# New Orleans hotel bargain



## 16128 (Feb 8, 2005)

The Ritz-Carlton is super-cheap right now. $189 through AmEx or Travelocity.

We just got back. The entire French Quarter was overrun with Gamecocks fans.


----------



## jkreusc (Aug 14, 2006)

I think in general hotel prices in New Orleans have plummeted. I did a walk-up at the Royal Sonesta on a Friday night about 2 months ago and got a balcony on Bourbon for $89.


----------



## agnash (Jul 24, 2006)

jkreusc said:


> I think in general hotel prices in New Orleans have plummeted. I did a walk-up at the Royal Sonesta on a Friday night about 2 months ago and got a balcony on Bourbon for $89.


The summers are notoriously slow for the service industries around here.
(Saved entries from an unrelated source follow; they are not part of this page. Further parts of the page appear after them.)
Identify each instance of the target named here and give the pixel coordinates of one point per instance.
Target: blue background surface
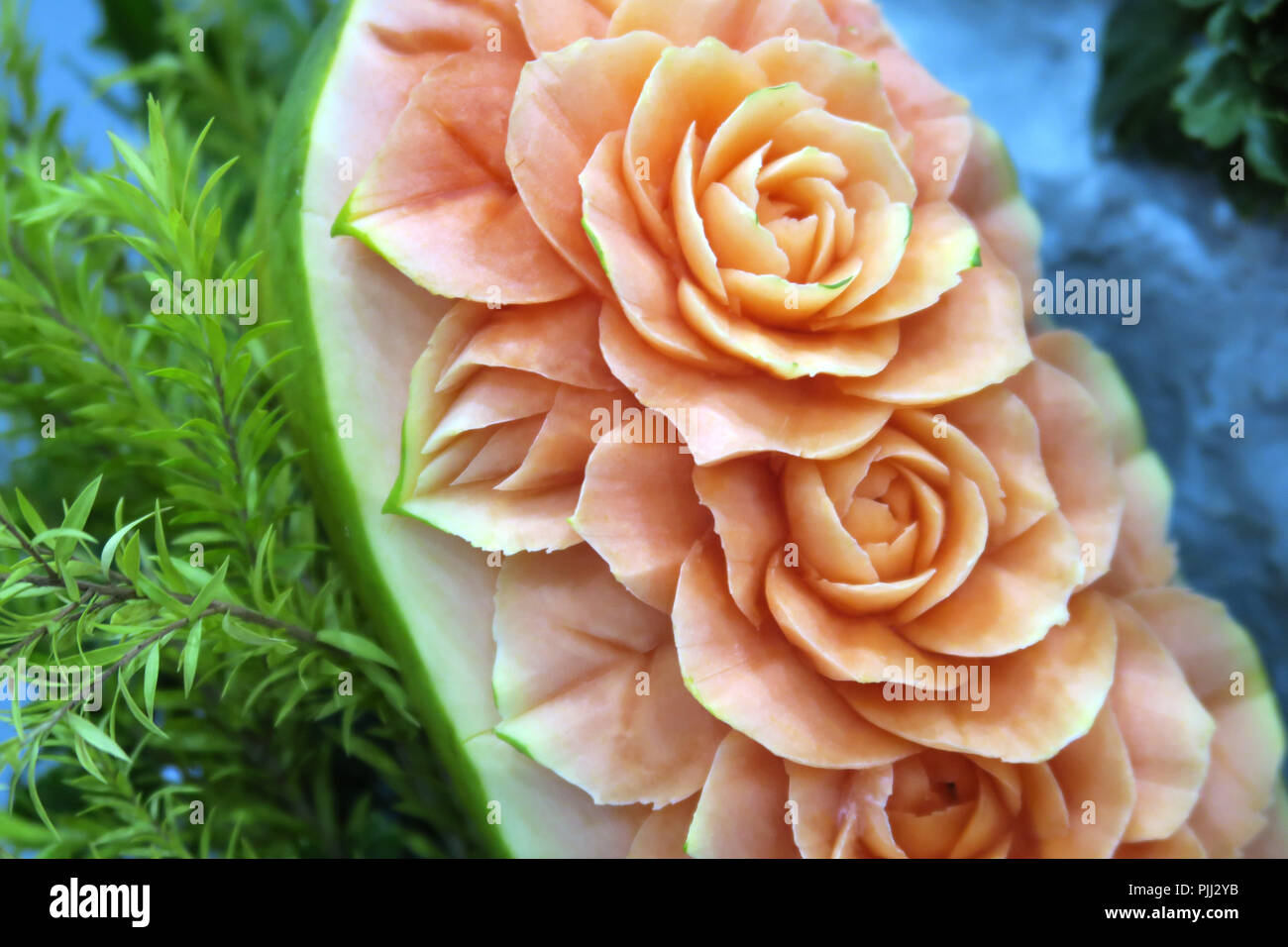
(1212, 339)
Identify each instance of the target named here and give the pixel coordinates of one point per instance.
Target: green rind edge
(278, 222)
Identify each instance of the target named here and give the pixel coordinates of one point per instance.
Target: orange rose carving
(809, 548)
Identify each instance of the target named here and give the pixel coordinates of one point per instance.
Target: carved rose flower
(809, 548)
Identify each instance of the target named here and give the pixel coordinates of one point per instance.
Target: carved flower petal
(690, 90)
(552, 25)
(665, 830)
(642, 277)
(1095, 771)
(1166, 729)
(725, 418)
(988, 189)
(557, 341)
(971, 338)
(866, 150)
(1000, 425)
(638, 509)
(742, 808)
(1074, 355)
(752, 681)
(561, 618)
(1078, 459)
(1038, 698)
(621, 744)
(1013, 596)
(563, 107)
(1144, 558)
(739, 25)
(941, 244)
(1248, 745)
(787, 355)
(842, 814)
(850, 86)
(743, 499)
(752, 123)
(1183, 844)
(841, 647)
(437, 200)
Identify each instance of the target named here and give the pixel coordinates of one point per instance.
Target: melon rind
(361, 326)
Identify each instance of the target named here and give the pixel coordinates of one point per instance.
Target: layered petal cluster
(812, 547)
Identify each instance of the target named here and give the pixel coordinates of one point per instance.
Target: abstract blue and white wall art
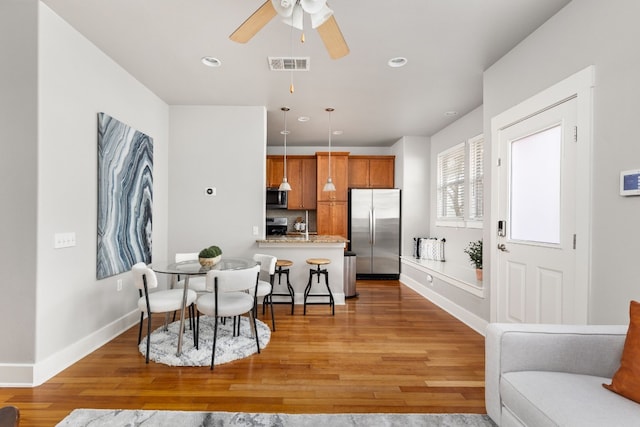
(125, 196)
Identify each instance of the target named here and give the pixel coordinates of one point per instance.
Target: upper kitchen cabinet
(275, 170)
(339, 176)
(301, 174)
(371, 171)
(332, 218)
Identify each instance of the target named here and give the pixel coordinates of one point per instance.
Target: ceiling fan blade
(254, 23)
(333, 39)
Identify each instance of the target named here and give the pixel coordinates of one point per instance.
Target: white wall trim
(579, 85)
(459, 276)
(32, 375)
(468, 318)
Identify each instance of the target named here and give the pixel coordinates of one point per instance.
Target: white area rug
(228, 348)
(109, 418)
The French Quarter hotels put up billboards and newspaper ads encouragining locals to come spend a romantic night or two at heavily discounted rates. Now, things are beginning to pick up. By late October, the deals will be gone.


----------



## indylion (Feb 28, 2005)

agnash said:


> The summers are notoriously slow for the service industries around here. The French Quarter hotels put up billboards and newspaper ads encouragining locals to come spend a romantic night or two at heavily discounted rates. Now, things are beginning to pick up. By late October, the deals will be gone.


The summer exception is the essence music festival during the july 4th weekend. Hotel prices will double and triple


----------



## agnash (Jul 24, 2006)

*LSU's loss is New Orleans' gain*

The hotels, bars, and restaurants in New Orleans were awfully happy when LSU lost this weekend. Tourists businesses take a real beating when LSU plays in the Sugar Bowl, because the fans do not stay over night. LSU losing means that the hotels will be able to require longer minimum stays, and charge higher prices.


----------